Master Thesis : Reconstructing 3D mesh from video sequence

Martin Bujnak,
Department of Computer Graphics and Image Processing
Faculty of Mathematics, Physics and Informatics, Comenius University Bratislava, Slovakia.

Supervisor: RNDr. Martin Samuelcik
Aim: To obtain 3D mesh of the scene from images captured by uncalibrated hand-held camera
Key words: Structure-from-motion, Uncalibrated video, Self calibration, Feature tracking, Dense reconstruction, Radial lens distortion



      This thesis aims to create complete 3D reconstruction of real scene from uncalibrated video sequence. My work deals with image features correspondence problem reduced to feature tracking throughout image sequence, camera tracking with retrieving cameras positions and camera calibration, and finally dense scene reconstruction represented in 3D mesh.
      Even input consists of un-calibrated images, algorithm assumes that images were taken by camera with these restrictions to intrinsic parameters: zero-skew, principal point is at image center and aspect ratio of 1. Camera focal length can vary across the sequence. Images must be processed in the order of how they were captured. Motion between two consequent frames is assumed to be small.
      Main contribution of this work is in simple feature detector and tracker, novel fast on-line structure from motion algorithm based on two-view geometry, dense reconstruction based on new stereo algorithm and 3D mesh extraction. In this work I also describe linear method for calibrating cameras only from input image (self-calibration). Experimental method for lens radial distortion detection based on two-view geometry is also presented here.

Achieved results

Tracking process

Good feature to track

Skipped feature


Guided matching

Structure from motion

Quasi calibrated pair

From top view


Dense reconstruction


Disparity (blue)


Following video were compressed using DivX 5 codec.



Girl in a train

original sequence by [1]



Additional video
Cescg 2005 - structure from motion overview
Cescg 2005 - dense reconstruction

Conclusion and future work

      This thesis presented a sequential approach for creating calibrated motion and structure from un-calibrated video sequence with dense 3D reconstruction of the space. Sequential processing allows us to process input video directly from camera stream. Biggest advantage of processing from stream is that we can skip process of storing to disk and v?ideo compression which leads to better quality (due to uncompressed transfer).

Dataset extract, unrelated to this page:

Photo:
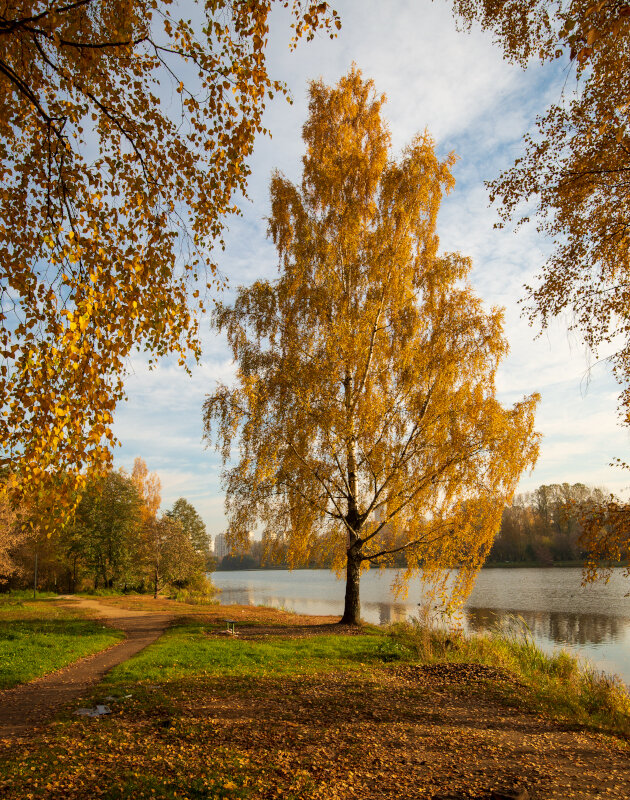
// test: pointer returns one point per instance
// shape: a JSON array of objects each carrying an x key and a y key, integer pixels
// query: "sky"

      Because there is always a noise in the images it is not good to calculate camera position from only two views. Therefore in future it would be better to improve camera projection matrix calculation, using more images, maybe using factorization approach. My experiences with real camera also showed that if principal point is not in image centre, than scene stay skewed even after self-calibration. For cheap hand held cameras it is unexpected to have principal point at image center. Allowing principal point to be constant (non zero) or to be varying leads to non-linear self-calibration algorithm [4].

      Since there are always many ambiguities in dense reconstruction process I recommend using algorithm where user can control algorithm pipeline. This is possible and effective when algorithm responds to user interaction promptly. Slowest part in my reconstruction pipeline is algorithm for dense reconstruction. Because it works in rectified space, more scan lines can be processed parallel and thus it is possible to drop down response time.

      More work need to be done also in process of triangulation. It would be better to extract dense point cloud and generate surface using point cloud approximation algorithms.

  1. M. Pollefeys - L. Van Gool - M. Vergauwen - F. Verbiest - K. Cornelis - J. Tops - R. Koch. Visual modeling with a hand-held camera, International Journal of Computer Vision 59(3), 207-232, 2004.

  2. M. Han - T. Kanade. Creating 3D Models with Uncalibrated Cameras, proceeding of IEEE Computer Society Workshop on the Application of Computer Vision (WACV2000), December 2000.

  3. P. Sturm - B. Triggs. A Factorization Based Algorithm for Multi-Image Projective Structure and Motion, 4th European Conference on Computer Vision, Cambridge, England, April 1996, pp. 709-720 .

  4. R. Hartley - A. Zisserman. Multiple View Geometry In Computer Vision. Second Edition. Cambridge University press, UK. March 2004.

  5. A. W. Fitzgibbon -- A. Zisserman. Automatic Camera Tracking. Robotics Research Group. Department of Engineering Science. University of Oxford, UK.

  6. S. Birchfileld. KLT: An Implementation of the Kanade-Lucas-Tomasi Feature Tracker. Stanford University,

  7. C. Harris - M. Stephens. A combined corner and edge detector, Fourth Alvey Vision Conference pp.147-151, 1988.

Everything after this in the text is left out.